I’m not sure why I keep him. I’m not even a hundred percent certain he came from my mother. But I guess he’s a reminder of where I came from...and he’s a warning, too. Not to get attached. That even those who should love you by blood soon realise you’re not worth it.
‘Not us, though, hey, Ted? We have each other.’
I tackle the dressing room next...or rather it tackles me. My clothes are dwarfed by the sheer size of it. My trainers, walking boots and sandals tuck into one corner, leaving row upon row of vacant space, the clever lighting accentuating just how bare it still is. And just how ridiculous and out of place I feel using it.
I turn away.
You don’t belong here, the empty space whispers at me.
But then Katherine’s voice from the past overrides it. ‘This is your home for as long as you want it to be, Summer.’
‘Home,’ I repeat aloud, testing it for size.
I don’t do homes. It’s not just people I avoid becoming attached to, but places too. I run before I’m pushed. It’s served me well until now...

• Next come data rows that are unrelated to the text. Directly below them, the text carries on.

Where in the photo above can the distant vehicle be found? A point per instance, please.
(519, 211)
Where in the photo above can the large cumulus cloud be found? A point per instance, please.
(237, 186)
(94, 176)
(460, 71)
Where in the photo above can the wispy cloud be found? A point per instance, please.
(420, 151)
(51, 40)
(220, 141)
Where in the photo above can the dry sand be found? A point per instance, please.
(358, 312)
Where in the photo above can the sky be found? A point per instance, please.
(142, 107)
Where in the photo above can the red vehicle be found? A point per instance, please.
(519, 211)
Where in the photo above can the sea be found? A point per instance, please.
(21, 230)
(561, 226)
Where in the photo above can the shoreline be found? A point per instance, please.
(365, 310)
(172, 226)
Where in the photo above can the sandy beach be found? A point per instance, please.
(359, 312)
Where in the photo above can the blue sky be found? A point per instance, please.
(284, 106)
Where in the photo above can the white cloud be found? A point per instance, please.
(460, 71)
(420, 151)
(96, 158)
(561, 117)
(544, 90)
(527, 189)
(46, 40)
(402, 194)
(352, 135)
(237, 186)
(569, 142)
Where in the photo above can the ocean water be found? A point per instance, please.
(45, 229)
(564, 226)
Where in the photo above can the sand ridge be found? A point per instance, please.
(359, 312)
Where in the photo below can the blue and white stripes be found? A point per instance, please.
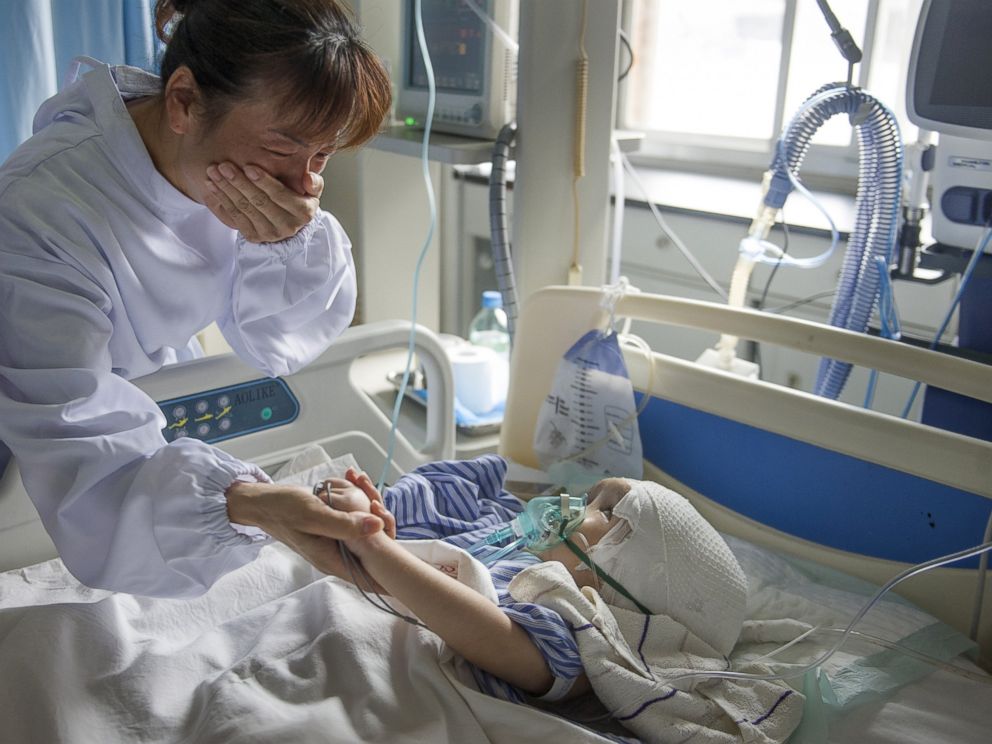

And I know Katherine insists this isn’t emotional blackmail, but I can’t help feeling it is—just a little.
‘She’s a monkey, Ted,’ I say, walking back into the bedroom and grabbing up my toiletry bag.
I find the bathroom already stocked as I unpack my own toiletries. I eye the expensive-looking body wash and have the silly urge to sniff it, just to see if it smells of Edward, and snap my hand back to my side—weirdo!
It’s then I see my reflection in the mirror above the sink and grimace. I look like I’ve been dragged through a hedge backwards.
Jet-lagged me is bad enough. Jet-lagged me with a disturbed night and a body in turmoil over being back here with Edward is something else. I’m hovering between startled rabbit and Mad Hatter. And don’t even get me started on my hair. Do helicopters do that?
I check my watch and curse. I have ten minutes to get ready.
I strip swiftly and hit the shower. It’s vast, the marble tiles spotless, the jets hot and fierce and everything my aching body needs.
Clean and refreshed, I feel more awake and ready to face the music. To face him.
I choose my clothes carefully. Jeans and a cream fine-knit sweater—one that Edward helped me choose that afternoon.